The Malassezia fungi are responsible for various human skin disorders including dandruff and seborrheic dermatitis. Of the Malassezia fungi, Malassezia globosa (M. globosa) is one of the most common in human scalp. The completed genome sequence of M. globosa contains four putative cytochrome P450 genes. To determine the roles of Malassezia P450 enzymes in the biosynthesis of ergosterol, we isolated MGL3996 gene from M. globosa chromosomal DNA by PCR. The MGL3996 gene encodes an enzyme of 616 amino acids, which shows strong similarity with known CYP52s of other species. MGL3996 gene was cloned and expressed in Pichia pastoris (P. pastoris) heterologous yeast expression system. Using the yeast microsomes expressing MGL3996 protein, a typical P450 CO-difference spectrum was shown with absorption maximum at 448 nm.
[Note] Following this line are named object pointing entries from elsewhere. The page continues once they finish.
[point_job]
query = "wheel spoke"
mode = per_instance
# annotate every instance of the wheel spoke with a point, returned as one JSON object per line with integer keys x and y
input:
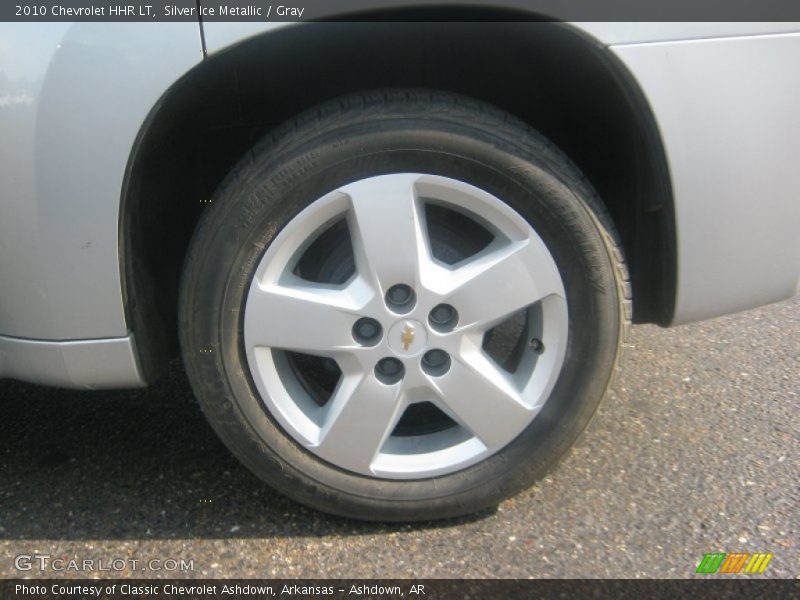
{"x": 303, "y": 318}
{"x": 388, "y": 236}
{"x": 482, "y": 399}
{"x": 501, "y": 281}
{"x": 362, "y": 415}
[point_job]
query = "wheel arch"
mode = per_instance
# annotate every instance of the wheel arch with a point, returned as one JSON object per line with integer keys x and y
{"x": 553, "y": 76}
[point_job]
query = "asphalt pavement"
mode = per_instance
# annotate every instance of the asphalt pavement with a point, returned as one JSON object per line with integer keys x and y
{"x": 695, "y": 451}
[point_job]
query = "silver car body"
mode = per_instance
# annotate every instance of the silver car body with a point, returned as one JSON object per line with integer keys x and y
{"x": 74, "y": 97}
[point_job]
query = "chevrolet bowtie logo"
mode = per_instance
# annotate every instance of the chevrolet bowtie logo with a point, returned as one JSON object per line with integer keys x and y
{"x": 408, "y": 336}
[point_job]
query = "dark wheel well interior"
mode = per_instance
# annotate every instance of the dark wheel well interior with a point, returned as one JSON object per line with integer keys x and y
{"x": 547, "y": 74}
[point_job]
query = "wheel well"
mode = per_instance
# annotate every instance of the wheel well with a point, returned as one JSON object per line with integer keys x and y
{"x": 547, "y": 74}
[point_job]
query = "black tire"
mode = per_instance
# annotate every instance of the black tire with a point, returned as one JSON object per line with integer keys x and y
{"x": 379, "y": 133}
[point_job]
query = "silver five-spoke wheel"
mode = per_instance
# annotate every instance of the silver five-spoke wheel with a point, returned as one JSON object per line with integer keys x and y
{"x": 368, "y": 331}
{"x": 402, "y": 305}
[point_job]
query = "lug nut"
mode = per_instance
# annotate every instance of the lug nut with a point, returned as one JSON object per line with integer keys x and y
{"x": 400, "y": 298}
{"x": 367, "y": 332}
{"x": 443, "y": 317}
{"x": 389, "y": 370}
{"x": 436, "y": 362}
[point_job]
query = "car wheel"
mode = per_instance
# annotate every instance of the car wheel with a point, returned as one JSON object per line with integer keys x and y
{"x": 403, "y": 305}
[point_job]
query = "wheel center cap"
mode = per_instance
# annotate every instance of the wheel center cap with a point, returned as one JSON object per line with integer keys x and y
{"x": 408, "y": 337}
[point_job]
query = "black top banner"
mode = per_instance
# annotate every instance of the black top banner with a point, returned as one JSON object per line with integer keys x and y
{"x": 400, "y": 10}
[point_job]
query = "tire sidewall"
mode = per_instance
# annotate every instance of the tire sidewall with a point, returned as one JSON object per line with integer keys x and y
{"x": 264, "y": 195}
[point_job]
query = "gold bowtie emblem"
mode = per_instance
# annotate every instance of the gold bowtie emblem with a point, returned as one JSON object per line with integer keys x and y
{"x": 408, "y": 336}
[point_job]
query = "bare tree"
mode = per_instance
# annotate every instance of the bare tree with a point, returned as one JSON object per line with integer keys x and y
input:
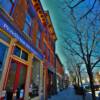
{"x": 84, "y": 40}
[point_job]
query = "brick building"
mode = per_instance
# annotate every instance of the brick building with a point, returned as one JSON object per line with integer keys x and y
{"x": 27, "y": 50}
{"x": 59, "y": 74}
{"x": 48, "y": 50}
{"x": 21, "y": 59}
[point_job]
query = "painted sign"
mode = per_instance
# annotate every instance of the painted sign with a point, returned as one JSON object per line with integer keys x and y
{"x": 22, "y": 40}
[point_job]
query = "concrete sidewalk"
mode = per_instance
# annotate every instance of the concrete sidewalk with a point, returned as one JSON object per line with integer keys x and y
{"x": 69, "y": 94}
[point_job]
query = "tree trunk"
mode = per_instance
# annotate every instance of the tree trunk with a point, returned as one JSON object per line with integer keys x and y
{"x": 91, "y": 82}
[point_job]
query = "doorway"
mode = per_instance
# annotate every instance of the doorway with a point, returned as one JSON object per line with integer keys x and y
{"x": 16, "y": 80}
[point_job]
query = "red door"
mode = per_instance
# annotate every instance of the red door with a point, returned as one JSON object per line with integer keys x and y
{"x": 16, "y": 78}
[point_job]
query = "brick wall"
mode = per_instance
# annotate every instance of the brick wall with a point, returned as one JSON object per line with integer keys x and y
{"x": 19, "y": 14}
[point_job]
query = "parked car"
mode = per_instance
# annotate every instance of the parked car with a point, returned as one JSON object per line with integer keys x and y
{"x": 96, "y": 87}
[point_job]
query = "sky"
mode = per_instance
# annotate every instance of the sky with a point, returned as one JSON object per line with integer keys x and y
{"x": 60, "y": 19}
{"x": 53, "y": 7}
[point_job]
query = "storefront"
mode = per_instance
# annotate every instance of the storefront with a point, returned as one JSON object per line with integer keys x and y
{"x": 16, "y": 60}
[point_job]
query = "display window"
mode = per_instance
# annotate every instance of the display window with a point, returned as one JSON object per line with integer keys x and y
{"x": 35, "y": 82}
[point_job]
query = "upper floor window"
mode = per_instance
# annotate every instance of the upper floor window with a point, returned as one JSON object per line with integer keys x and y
{"x": 7, "y": 5}
{"x": 20, "y": 53}
{"x": 38, "y": 39}
{"x": 28, "y": 25}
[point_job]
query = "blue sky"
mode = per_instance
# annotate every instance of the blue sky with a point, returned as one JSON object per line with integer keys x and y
{"x": 59, "y": 16}
{"x": 53, "y": 6}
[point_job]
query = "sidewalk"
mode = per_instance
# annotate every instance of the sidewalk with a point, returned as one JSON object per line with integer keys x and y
{"x": 69, "y": 94}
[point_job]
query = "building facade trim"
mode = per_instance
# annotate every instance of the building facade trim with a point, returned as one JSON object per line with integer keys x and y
{"x": 6, "y": 26}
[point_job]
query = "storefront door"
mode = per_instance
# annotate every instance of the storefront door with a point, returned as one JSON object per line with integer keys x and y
{"x": 16, "y": 79}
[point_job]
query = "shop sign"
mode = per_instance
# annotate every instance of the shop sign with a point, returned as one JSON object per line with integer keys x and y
{"x": 16, "y": 35}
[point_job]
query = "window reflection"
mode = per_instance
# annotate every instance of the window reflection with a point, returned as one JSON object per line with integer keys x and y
{"x": 17, "y": 51}
{"x": 3, "y": 54}
{"x": 24, "y": 55}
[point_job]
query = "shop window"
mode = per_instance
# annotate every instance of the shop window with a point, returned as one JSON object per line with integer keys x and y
{"x": 7, "y": 5}
{"x": 17, "y": 51}
{"x": 28, "y": 25}
{"x": 3, "y": 54}
{"x": 23, "y": 72}
{"x": 35, "y": 77}
{"x": 5, "y": 38}
{"x": 12, "y": 75}
{"x": 24, "y": 55}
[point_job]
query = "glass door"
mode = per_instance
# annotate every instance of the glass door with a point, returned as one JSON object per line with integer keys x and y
{"x": 16, "y": 79}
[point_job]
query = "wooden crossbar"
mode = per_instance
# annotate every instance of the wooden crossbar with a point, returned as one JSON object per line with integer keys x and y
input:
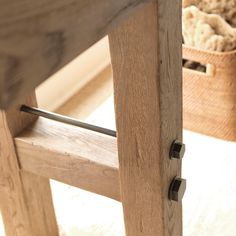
{"x": 37, "y": 38}
{"x": 71, "y": 155}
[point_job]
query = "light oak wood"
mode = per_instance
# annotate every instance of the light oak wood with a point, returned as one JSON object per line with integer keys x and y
{"x": 209, "y": 99}
{"x": 146, "y": 60}
{"x": 71, "y": 155}
{"x": 25, "y": 199}
{"x": 37, "y": 38}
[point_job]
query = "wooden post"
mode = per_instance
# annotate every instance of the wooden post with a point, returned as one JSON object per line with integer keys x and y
{"x": 25, "y": 199}
{"x": 146, "y": 60}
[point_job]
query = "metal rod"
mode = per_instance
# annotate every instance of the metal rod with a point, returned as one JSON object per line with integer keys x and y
{"x": 67, "y": 120}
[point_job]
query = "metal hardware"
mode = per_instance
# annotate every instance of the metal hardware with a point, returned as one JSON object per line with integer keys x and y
{"x": 177, "y": 189}
{"x": 177, "y": 150}
{"x": 67, "y": 120}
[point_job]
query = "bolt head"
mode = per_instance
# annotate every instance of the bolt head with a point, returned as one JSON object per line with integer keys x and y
{"x": 177, "y": 150}
{"x": 177, "y": 189}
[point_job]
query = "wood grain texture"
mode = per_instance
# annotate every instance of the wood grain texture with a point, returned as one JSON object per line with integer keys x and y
{"x": 71, "y": 155}
{"x": 37, "y": 38}
{"x": 25, "y": 199}
{"x": 146, "y": 60}
{"x": 209, "y": 99}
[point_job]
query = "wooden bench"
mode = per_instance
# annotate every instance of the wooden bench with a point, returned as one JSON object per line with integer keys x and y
{"x": 37, "y": 38}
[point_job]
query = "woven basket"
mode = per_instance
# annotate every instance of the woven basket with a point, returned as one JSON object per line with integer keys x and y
{"x": 210, "y": 98}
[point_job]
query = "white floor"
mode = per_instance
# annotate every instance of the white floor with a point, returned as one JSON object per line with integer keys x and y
{"x": 209, "y": 205}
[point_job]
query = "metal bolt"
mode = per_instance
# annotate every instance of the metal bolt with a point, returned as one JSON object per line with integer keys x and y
{"x": 177, "y": 189}
{"x": 177, "y": 150}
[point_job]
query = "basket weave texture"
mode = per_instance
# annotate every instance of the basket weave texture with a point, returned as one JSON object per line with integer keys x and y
{"x": 210, "y": 98}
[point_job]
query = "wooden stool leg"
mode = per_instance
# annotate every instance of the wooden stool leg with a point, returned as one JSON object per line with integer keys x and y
{"x": 146, "y": 60}
{"x": 25, "y": 199}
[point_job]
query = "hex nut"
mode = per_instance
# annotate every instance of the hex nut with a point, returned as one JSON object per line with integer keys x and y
{"x": 177, "y": 150}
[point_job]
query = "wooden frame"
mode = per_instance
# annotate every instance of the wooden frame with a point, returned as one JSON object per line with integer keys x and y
{"x": 25, "y": 198}
{"x": 147, "y": 69}
{"x": 47, "y": 42}
{"x": 147, "y": 75}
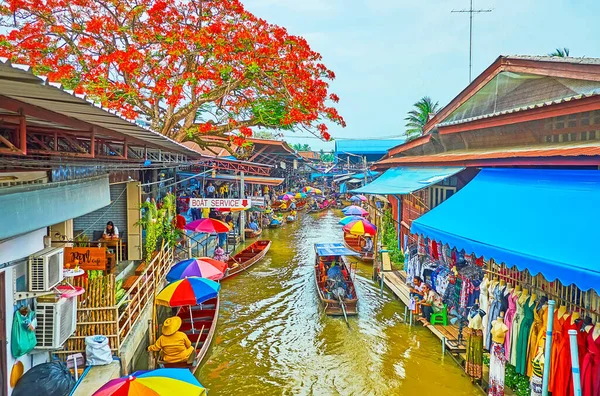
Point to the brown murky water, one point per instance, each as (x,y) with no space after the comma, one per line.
(273,338)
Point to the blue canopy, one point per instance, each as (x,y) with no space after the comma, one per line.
(333,249)
(405,180)
(541,220)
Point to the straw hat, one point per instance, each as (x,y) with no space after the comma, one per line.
(171,325)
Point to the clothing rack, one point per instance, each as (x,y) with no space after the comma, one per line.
(587,303)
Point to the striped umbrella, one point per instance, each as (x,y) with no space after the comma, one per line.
(349,219)
(201,267)
(188,291)
(360,227)
(209,226)
(354,211)
(167,381)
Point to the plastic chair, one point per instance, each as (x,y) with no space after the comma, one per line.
(440,317)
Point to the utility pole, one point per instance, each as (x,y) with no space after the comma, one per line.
(471,11)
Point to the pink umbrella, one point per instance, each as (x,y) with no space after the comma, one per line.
(209,226)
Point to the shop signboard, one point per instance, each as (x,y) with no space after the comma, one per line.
(88,258)
(218,203)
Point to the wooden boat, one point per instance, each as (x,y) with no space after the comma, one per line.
(247,257)
(353,242)
(204,318)
(339,306)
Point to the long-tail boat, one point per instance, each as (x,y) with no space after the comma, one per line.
(335,286)
(198,322)
(247,257)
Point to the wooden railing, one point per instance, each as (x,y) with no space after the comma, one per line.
(116,321)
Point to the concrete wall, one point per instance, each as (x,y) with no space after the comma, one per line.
(13,255)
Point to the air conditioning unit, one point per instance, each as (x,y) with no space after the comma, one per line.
(56,322)
(45,269)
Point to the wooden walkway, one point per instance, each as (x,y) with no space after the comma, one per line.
(395,282)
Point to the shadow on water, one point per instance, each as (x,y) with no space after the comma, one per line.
(273,338)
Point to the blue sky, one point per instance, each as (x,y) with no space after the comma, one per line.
(389,53)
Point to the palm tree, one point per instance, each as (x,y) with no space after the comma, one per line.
(560,52)
(417,118)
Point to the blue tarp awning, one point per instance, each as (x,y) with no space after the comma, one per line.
(333,249)
(405,180)
(541,220)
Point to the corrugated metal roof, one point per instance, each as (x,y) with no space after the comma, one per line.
(365,146)
(551,150)
(18,82)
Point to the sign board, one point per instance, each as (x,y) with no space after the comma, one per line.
(257,201)
(218,203)
(90,258)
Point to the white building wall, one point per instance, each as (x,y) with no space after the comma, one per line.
(14,251)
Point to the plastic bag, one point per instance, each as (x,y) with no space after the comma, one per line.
(48,379)
(97,351)
(23,339)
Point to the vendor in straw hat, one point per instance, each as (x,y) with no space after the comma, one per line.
(174,344)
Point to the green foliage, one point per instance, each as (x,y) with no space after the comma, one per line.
(416,119)
(390,240)
(159,224)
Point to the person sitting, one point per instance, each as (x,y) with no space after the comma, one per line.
(175,345)
(427,304)
(368,244)
(220,254)
(253,226)
(110,232)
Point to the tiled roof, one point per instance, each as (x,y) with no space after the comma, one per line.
(550,150)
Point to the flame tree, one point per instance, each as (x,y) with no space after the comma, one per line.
(191,68)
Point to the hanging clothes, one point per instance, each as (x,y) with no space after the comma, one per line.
(523,339)
(558,346)
(590,371)
(474,358)
(509,317)
(497,370)
(537,334)
(494,312)
(484,304)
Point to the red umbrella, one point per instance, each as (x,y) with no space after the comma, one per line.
(210,226)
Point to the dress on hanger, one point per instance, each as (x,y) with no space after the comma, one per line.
(494,311)
(523,340)
(538,329)
(508,319)
(474,356)
(590,371)
(483,302)
(516,328)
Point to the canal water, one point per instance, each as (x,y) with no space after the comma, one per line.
(274,339)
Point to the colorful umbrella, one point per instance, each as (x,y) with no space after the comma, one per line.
(188,291)
(349,219)
(201,267)
(287,197)
(167,381)
(210,226)
(354,211)
(360,227)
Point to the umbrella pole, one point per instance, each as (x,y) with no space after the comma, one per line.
(192,319)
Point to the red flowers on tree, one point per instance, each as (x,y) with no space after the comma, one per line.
(192,67)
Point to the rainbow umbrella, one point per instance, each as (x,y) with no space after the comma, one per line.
(360,227)
(188,291)
(201,267)
(209,226)
(349,219)
(354,210)
(167,381)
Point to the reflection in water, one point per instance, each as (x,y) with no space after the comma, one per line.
(273,338)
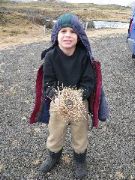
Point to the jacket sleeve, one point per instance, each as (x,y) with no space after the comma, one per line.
(88,79)
(49,78)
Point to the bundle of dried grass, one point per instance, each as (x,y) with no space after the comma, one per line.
(69,104)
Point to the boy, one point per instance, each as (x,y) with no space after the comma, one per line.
(68,64)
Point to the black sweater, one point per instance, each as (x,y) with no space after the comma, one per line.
(68,71)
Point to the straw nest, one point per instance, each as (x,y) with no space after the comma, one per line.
(69,104)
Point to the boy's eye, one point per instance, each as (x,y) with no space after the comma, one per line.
(65,31)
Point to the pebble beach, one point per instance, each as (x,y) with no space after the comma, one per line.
(111,149)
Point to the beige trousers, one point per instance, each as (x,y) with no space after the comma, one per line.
(57,130)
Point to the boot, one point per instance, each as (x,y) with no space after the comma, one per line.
(80,165)
(50,161)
SDS-PAGE analysis revealed a protein band of apparent molecular weight 69 kDa and Western blot with anti-histidine tag antibody showed that MGL3996 was successfully expressed in P. pastoris. Cloning and expression of a new P450 gene is an important step to study the P450 monooxygenase system of M. globosa and to understand the role of P450 enzymes in pathophysiology of dandruff.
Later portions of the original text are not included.